When I first tried to call an API in Rust, I thought I would need to deal with low-level sockets. Then I found reqwest, and it felt just like using fetch in JavaScript or axios. It was easy to make a GET request and parse JSON into a Rust struct. What impressed me was how type-safe and error-aware everything felt.

This article will show you how to perform HTTP requests using reqwest, handle responses, manage headers, send JSON data, and deal with common errors.

Add reqwest and tokio to Your Project

In Cargo.toml, add:

[dependencies]
reqwest = { version = "0.12", features = ["json"] }
tokio = { version = "1", features = ["full"] }

Because reqwest is asynchronous, you need tokio to run the async functions.

A Simple GET Request

use reqwest;
use tokio;

#[tokio::main]
async fn main() -> Result<(), reqwest::Error> {
    let response = reqwest::get("https://httpbin.org/get").await?;

    println!("Status: {}", response.status());
    let body = response.text().await?;
    println!("Body: {}", body);

    Ok(())
}

This makes a basic GET request, prints the status code and the response body.

Sending Query Parameters

Use reqwest::Client to build requests:

use reqwest::Client;

#[tokio::main]
async fn main() -> Result<(), reqwest::Error> {
    let client = Client::new();
    let res = client
        .get("https://httpbin.org/get")
        .query(&[("name", "rust"), ("lang", "en")])
        .send()
        .await?;

    println!("{}", res.text().await?);
    Ok(())
}

This sends a GET request with query parameters like ?name=rust&lang=en.

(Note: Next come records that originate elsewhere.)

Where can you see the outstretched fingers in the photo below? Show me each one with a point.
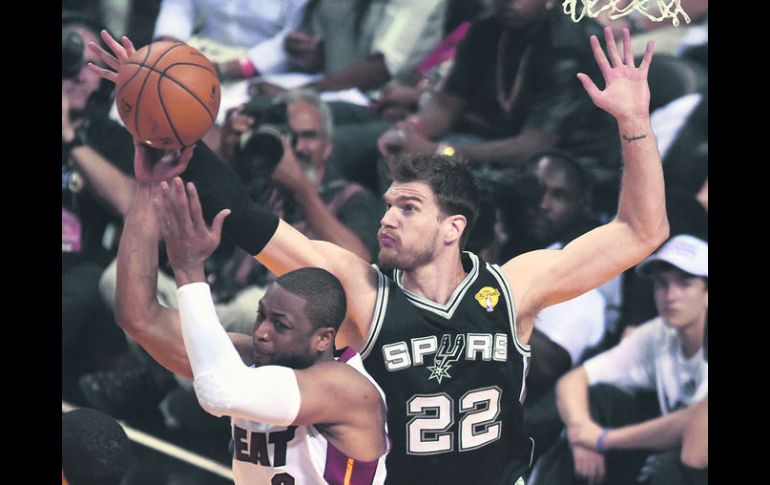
(628, 51)
(589, 86)
(612, 48)
(102, 72)
(645, 65)
(181, 205)
(118, 50)
(196, 211)
(104, 56)
(128, 46)
(164, 208)
(601, 59)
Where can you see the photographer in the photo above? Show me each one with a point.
(291, 177)
(303, 188)
(96, 157)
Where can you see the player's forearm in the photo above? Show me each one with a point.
(572, 397)
(137, 271)
(104, 179)
(642, 202)
(326, 225)
(369, 74)
(661, 433)
(223, 383)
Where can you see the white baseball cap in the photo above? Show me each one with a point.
(685, 252)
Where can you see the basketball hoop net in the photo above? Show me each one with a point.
(667, 9)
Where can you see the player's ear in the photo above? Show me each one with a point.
(323, 338)
(455, 225)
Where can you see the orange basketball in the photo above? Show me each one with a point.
(167, 94)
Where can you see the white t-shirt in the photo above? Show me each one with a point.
(575, 324)
(265, 454)
(651, 358)
(258, 27)
(580, 323)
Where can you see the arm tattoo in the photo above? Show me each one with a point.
(629, 139)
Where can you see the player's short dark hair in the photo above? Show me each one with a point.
(451, 179)
(326, 302)
(95, 449)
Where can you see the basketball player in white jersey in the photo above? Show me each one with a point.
(298, 414)
(454, 411)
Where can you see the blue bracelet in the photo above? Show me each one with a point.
(600, 440)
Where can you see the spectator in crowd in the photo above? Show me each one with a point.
(244, 39)
(362, 43)
(512, 92)
(610, 433)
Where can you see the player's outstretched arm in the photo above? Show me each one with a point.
(331, 393)
(155, 327)
(542, 278)
(274, 243)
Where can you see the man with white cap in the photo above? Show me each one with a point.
(611, 434)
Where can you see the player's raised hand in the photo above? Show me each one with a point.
(189, 241)
(626, 93)
(120, 54)
(152, 165)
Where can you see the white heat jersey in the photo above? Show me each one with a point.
(299, 455)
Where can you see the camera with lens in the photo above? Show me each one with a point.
(262, 149)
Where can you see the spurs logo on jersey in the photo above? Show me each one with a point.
(444, 357)
(453, 374)
(469, 346)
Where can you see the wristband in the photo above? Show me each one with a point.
(600, 440)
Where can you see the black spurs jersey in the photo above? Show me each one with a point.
(453, 377)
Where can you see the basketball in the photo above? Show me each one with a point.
(167, 95)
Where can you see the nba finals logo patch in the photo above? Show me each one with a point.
(488, 297)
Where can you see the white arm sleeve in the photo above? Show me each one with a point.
(223, 384)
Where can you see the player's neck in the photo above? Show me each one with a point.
(436, 280)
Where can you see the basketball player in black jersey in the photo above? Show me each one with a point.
(444, 333)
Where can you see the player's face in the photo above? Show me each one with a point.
(410, 227)
(312, 147)
(681, 299)
(80, 88)
(520, 13)
(558, 208)
(283, 334)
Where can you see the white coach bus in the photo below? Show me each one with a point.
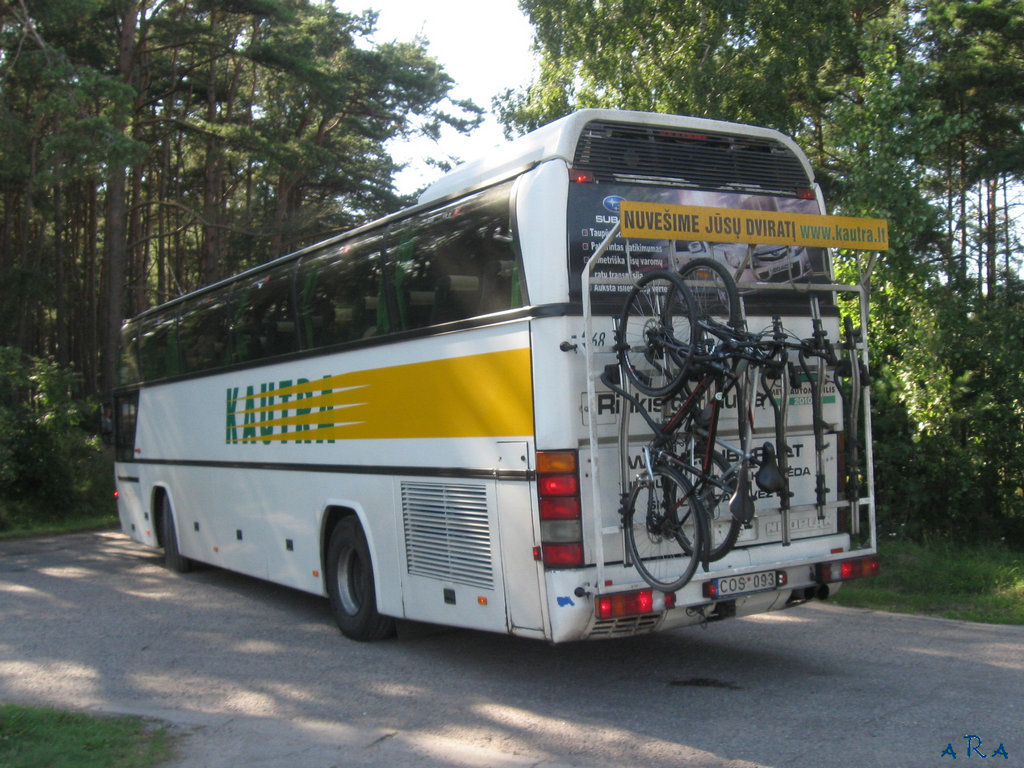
(398, 418)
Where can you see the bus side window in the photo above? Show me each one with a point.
(203, 333)
(338, 293)
(263, 324)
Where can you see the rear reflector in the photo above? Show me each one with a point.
(641, 602)
(844, 570)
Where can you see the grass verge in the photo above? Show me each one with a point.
(32, 737)
(969, 583)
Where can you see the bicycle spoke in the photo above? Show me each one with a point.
(665, 529)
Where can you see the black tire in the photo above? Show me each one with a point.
(657, 334)
(173, 559)
(714, 292)
(350, 587)
(665, 527)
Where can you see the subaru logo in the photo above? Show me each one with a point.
(611, 203)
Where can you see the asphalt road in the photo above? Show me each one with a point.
(250, 674)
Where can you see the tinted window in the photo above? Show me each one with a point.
(263, 323)
(340, 294)
(203, 333)
(455, 262)
(125, 411)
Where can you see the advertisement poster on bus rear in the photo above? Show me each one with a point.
(594, 210)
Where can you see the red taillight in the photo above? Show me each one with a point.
(557, 485)
(560, 508)
(844, 570)
(561, 513)
(582, 177)
(562, 555)
(621, 604)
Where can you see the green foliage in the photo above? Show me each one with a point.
(51, 466)
(968, 583)
(31, 736)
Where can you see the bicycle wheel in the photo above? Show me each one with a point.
(714, 292)
(656, 333)
(719, 486)
(665, 528)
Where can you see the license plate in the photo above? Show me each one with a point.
(745, 584)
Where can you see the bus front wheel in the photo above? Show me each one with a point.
(350, 584)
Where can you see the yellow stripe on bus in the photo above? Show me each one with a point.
(480, 395)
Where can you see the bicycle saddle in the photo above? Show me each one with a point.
(769, 477)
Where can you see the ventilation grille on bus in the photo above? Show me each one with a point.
(448, 534)
(627, 627)
(663, 156)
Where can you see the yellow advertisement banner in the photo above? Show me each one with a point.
(665, 221)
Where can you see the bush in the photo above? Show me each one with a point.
(52, 464)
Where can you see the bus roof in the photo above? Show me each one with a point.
(558, 140)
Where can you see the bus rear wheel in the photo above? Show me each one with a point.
(173, 558)
(350, 584)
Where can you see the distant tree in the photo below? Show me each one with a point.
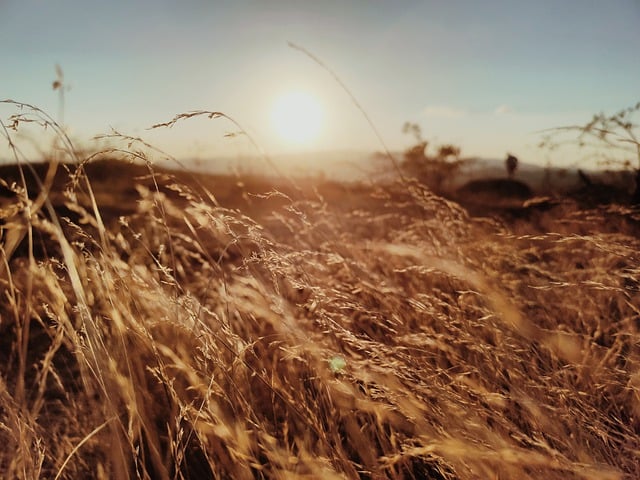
(617, 136)
(435, 171)
(512, 164)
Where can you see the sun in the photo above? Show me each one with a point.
(297, 117)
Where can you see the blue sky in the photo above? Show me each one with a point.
(484, 75)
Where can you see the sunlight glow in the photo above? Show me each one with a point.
(297, 117)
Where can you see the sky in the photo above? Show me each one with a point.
(487, 75)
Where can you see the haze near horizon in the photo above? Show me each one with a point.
(486, 78)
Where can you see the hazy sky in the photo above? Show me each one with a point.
(485, 74)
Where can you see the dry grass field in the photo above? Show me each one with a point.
(157, 325)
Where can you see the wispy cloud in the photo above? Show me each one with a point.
(503, 110)
(441, 111)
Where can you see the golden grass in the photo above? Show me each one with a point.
(398, 339)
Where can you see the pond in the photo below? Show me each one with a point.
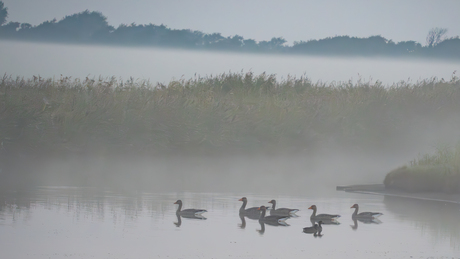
(75, 222)
(162, 65)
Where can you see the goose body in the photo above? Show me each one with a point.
(272, 219)
(281, 211)
(188, 212)
(364, 215)
(253, 212)
(322, 216)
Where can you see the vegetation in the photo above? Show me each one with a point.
(439, 172)
(92, 28)
(239, 111)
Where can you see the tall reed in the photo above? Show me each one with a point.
(234, 111)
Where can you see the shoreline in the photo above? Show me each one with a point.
(379, 189)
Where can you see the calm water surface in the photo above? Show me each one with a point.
(161, 65)
(61, 222)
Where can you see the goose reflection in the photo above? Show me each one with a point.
(262, 228)
(325, 221)
(250, 213)
(179, 218)
(315, 229)
(365, 221)
(243, 222)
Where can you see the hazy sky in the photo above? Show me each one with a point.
(263, 19)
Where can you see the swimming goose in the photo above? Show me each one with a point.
(321, 216)
(254, 211)
(364, 215)
(272, 219)
(281, 211)
(187, 212)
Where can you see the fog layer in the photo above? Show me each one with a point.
(160, 65)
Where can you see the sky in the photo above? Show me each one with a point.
(294, 20)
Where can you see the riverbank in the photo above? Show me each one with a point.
(379, 189)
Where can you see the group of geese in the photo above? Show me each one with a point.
(278, 216)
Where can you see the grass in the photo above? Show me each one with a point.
(438, 172)
(237, 111)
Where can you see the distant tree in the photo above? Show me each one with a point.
(3, 13)
(8, 30)
(435, 36)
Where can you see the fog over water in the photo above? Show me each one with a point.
(163, 65)
(101, 205)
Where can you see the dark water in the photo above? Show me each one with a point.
(65, 222)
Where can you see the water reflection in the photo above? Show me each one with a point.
(243, 222)
(79, 219)
(251, 213)
(325, 221)
(315, 229)
(438, 219)
(179, 218)
(262, 228)
(365, 221)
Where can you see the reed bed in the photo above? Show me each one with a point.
(438, 172)
(229, 112)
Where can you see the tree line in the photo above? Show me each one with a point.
(91, 27)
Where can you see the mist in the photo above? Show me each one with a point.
(163, 65)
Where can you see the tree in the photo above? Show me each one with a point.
(435, 36)
(3, 13)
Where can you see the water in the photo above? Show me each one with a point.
(61, 222)
(160, 65)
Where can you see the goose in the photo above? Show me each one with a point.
(281, 211)
(188, 212)
(254, 211)
(272, 219)
(321, 216)
(364, 215)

Sending POST Requests with JSON

You can send structured data using .json(&your_data):

use serde::Serialize;

#[derive(Serialize)]
struct Payload {
    name: String,
    age: u8,
}

#[tokio::main]
async fn main() -> Result<(), reqwest::Error> {
    let payload = Payload {
        name: "Rustacean".into(),
        age: 5,
    };

    let client = reqwest::Client::new();
    let res = client
        .post("https://httpbin.org/post")
        .json(&payload)
        .send()
        .await?;

    println!("Response: {}", res.text().await?);
    Ok(())
}

You need serde for serialization. This is covered in our upcoming article on JSON with Serde.

Setting Custom Headers

You can set headers like this:

use reqwest::header;

#[tokio::main]
async fn main() -> Result<(), reqwest::Error> {
    let client = reqwest::Client::new();
    let res = client
        .get("https://httpbin.org/headers")
        .header(header::USER_AGENT, "MyRustApp/1.0")
        .send()
        .await?;

    println!("{}", res.text().await?);
    Ok(())
}

This lets you set content types, authorization tokens, user agents, and more.

Handling Errors Gracefully

All network calls return a Result. You can handle them using match:

let result = reqwest::get("https://invalid.url").await;

match result {
    Ok(response) => println!("Status: {}", response.status()),
    Err(e) => eprintln!("Request failed: {}", e),
}

This keeps your program from crashing and provides useful feedback.

Parsing JSON Responses

If the API returns JSON, you can deserialize it into a struct:

use serde::Deserialize;

#[derive(Deserialize, Debug)]
struct ApiResponse {
    origin: String,
}

#[tokio::main]
async fn main() -> Result<(), reqwest::Error> {
    let response = reqwest::get("https://httpbin.org/get").await?;
    let json: ApiResponse = response.json().await?;
    println!("{:?}", json);
    Ok(())
}

Rust will enforce correct field types and structure, catching errors at compile time or when deserializing.

Timeouts and Retry Logic

Set timeouts with the ClientBuilder:

use std::time::Duration;

let client = reqwest::Client::builder()
    .timeout(Duration::from_secs(5))
    .build()?;

This prevents hanging forever on slow servers.

For retries, you can wrap your request in a loop or use a crate like retry.

Summary

The reqwest crate makes HTTP requests in Rust simple and reliable. You can send and receive JSON, use headers, manage errors, and build robust network clients. Combined with serde, it becomes a powerful tool for building web-connected applications.